The historian of science Loren R. Graham has discussed how scientific disputes over the same issues assumed different shapes in the United States as compared to the Soviet Union. For a deeper dive, see his chapter, “How history and politics affect closure in biomedical discussions: the example of the Soviet Union,” in Scientific Controversies: Case Studies in the Resolution and Closure of Disputes in Science and Technology.
Arising in the context of a commercial republic, disputes in the U.S. asked whether new developments in science or technology posed unique risks requiring special regulations. Graham recalls how, during the early years of debates about recombinant DNA research in the 1970s, the concern in the U.S. was “the possibility of pathogenic organisms being accidentally produced … and then being allowed to escape from the laboratories.”
In the Soviet Union, however, scientific disputes unfolded against a history of strict state control of science. The main concern for Soviet scientists participating in disputes over recombinant DNA was therefore to avoid attracting the attention of political authorities.
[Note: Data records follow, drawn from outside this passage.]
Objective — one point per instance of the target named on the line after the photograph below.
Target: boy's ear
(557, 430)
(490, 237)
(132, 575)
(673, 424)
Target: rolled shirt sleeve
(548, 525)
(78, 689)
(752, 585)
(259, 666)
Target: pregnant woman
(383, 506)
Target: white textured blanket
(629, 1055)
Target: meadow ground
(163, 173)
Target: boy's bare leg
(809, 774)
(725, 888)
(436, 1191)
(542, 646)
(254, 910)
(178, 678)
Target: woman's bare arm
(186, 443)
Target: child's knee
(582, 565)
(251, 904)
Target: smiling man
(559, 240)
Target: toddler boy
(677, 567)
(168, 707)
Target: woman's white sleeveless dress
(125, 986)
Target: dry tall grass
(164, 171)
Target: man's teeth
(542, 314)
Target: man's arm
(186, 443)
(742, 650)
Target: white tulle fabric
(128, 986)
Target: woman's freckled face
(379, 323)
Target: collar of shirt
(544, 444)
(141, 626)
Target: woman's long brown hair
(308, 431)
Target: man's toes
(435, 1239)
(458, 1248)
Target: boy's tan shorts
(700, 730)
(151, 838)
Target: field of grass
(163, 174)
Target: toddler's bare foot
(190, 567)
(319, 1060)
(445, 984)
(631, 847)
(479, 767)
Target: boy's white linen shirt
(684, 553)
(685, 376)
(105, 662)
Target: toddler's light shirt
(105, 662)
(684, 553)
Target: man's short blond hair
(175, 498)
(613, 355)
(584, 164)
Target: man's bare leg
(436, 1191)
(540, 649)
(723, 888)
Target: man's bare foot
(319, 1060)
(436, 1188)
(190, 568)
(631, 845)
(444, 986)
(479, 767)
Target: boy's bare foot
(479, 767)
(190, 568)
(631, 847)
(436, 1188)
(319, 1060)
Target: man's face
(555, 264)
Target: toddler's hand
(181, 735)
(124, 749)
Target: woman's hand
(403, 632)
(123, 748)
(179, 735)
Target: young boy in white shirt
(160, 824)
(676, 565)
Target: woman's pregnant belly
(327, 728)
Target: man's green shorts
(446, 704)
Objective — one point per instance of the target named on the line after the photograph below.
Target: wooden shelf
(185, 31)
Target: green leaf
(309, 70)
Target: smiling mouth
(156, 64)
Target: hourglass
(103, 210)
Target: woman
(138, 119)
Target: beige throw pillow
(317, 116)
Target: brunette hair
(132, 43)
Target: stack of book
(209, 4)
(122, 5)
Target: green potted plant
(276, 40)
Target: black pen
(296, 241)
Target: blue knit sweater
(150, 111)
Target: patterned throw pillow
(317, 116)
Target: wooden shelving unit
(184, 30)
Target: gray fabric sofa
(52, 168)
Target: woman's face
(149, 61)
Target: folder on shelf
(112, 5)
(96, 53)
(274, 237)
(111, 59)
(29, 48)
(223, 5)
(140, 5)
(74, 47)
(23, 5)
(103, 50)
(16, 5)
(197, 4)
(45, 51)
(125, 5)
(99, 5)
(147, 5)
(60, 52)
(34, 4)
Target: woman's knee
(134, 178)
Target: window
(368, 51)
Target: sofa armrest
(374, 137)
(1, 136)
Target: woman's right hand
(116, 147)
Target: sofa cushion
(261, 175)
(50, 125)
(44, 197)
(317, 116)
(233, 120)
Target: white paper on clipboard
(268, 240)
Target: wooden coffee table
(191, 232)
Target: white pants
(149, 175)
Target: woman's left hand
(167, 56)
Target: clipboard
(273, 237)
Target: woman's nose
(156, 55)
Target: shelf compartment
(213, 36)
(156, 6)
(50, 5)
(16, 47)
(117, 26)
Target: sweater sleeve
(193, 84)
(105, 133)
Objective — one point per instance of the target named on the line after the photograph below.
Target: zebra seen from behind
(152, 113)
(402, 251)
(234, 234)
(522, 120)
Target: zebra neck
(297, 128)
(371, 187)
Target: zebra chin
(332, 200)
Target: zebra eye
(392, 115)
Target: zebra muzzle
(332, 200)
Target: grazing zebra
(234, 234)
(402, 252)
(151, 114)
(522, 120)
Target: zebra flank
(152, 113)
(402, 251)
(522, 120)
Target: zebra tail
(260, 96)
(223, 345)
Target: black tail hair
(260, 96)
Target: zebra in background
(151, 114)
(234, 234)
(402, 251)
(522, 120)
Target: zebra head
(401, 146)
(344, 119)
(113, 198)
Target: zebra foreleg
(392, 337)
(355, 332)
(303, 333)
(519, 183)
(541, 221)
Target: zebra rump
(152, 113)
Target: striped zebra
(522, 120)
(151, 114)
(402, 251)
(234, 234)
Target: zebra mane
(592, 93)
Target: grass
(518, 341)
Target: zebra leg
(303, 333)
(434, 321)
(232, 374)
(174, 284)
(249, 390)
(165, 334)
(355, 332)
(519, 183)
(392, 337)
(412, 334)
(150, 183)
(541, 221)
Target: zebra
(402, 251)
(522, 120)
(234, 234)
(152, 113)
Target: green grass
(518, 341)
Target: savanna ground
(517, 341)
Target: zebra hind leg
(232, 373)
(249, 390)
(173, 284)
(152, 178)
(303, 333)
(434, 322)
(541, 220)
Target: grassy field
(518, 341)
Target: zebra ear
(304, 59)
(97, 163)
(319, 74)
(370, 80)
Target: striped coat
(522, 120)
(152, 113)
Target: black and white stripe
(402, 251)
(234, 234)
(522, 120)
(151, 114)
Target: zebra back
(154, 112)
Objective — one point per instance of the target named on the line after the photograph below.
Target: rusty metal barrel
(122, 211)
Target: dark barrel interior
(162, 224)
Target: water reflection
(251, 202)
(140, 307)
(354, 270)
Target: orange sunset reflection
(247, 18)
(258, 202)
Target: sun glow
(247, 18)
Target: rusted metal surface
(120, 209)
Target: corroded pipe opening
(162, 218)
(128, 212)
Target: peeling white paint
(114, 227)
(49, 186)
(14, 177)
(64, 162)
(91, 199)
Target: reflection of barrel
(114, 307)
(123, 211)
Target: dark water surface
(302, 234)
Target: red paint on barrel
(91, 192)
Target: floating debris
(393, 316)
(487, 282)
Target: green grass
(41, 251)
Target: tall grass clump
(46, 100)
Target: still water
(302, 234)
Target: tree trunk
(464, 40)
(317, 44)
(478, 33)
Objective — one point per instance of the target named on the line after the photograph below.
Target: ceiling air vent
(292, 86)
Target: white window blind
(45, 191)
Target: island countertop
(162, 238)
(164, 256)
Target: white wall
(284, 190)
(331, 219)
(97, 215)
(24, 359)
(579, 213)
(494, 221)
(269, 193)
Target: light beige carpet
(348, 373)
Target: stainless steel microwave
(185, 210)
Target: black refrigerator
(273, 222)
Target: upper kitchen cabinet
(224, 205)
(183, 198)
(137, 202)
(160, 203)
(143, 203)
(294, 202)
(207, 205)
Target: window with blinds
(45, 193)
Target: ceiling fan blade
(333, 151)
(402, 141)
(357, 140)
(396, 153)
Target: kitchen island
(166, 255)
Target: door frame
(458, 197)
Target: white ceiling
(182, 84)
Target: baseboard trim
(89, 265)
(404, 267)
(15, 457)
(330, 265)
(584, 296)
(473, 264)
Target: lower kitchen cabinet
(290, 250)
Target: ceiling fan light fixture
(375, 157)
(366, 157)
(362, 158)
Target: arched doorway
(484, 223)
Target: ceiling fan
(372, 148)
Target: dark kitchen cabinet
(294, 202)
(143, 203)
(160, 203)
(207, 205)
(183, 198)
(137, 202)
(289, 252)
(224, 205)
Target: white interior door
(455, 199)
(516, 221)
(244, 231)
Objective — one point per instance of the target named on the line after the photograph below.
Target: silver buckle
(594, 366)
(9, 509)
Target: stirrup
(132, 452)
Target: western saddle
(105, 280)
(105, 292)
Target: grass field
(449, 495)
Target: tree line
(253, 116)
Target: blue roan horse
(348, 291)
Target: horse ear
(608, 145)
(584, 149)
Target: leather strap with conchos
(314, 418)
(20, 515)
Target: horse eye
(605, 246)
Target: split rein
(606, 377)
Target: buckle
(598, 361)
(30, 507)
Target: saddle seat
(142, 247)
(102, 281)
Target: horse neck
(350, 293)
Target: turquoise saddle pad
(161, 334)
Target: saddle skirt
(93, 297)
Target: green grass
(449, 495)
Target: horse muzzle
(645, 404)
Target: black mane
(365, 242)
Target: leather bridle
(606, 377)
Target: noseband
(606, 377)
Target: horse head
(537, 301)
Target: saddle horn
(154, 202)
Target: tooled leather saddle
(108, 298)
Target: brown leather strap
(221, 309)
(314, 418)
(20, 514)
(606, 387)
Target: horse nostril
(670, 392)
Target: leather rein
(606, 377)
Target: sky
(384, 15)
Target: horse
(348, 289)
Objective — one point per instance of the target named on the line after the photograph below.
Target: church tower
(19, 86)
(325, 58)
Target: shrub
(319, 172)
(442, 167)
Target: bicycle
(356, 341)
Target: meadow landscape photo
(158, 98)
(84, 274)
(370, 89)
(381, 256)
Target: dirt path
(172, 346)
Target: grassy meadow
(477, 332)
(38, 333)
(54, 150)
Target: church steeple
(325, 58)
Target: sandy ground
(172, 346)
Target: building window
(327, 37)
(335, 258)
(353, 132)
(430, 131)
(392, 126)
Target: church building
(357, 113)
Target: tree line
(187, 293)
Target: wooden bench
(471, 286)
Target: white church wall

Hoping to fly under the radar, Graham explains, leading scientists insisted recombinant DNA was “just one more technology that could be used for good or evil, depending on social motivations.” Thus, controversies around the same biomedical technology were differently framed within historical contexts embodying different values.
Philosophical frameworks rooted in different theories of value likewise shape scientific controversies differently, changing the way they move toward resolution, as well as the odds of resolving them at all. Historically, the dominant philosophical paradigm in the U.S. included a sharp distinction between facts and values. These were thought to be different in kind from each other, with values falling outside the domain of scientific inquiry. Whatever its philosophical merits, the path to the resolution of scientific disputes ran through that paradigm. Scientists disclosed their discoveries, while inviting people with philosophical, religious or even theological backgrounds to opine on the compatibility of the new science with traditional values. The result was a compromise among diverse interest groups and their values.
The predominance of a different philosophical paradigm, Graham explains, made the same sort of approach impossible in the Soviet Union. Ethics and values no less than facts were treated as objects of scientific study. Moreover, viewpoints based on religion, mysticism, or dualism were officially invalid and not to be published in the press, included in debates, or cited as arguments in scientific disputes. With negotiation off limits, disputes could be resolved only by seeking the “correct” solution according to scientific Marxism-Leninism. The inability of Soviet scientists to broker compromises with diverse interest groups, Graham observes, may explain why the U.S. tended to resolve scientific controversies long before the USSR.
Those charged with shaping healthcare policy should pay attention when moral diversity surfaces in headlines, but they should also take the measure of the iceberg that lies beneath. As shown by the historical context of scientific disputes in the U.S. and the Soviet Union, the very assumptions on which disputes are founded and the procedures by which scientists seek to resolve them are subject to moral diversity. For better or worse, neither those disputes themselves nor public policy debates surrounding them can be summarily resolved by appeal to “the facts.”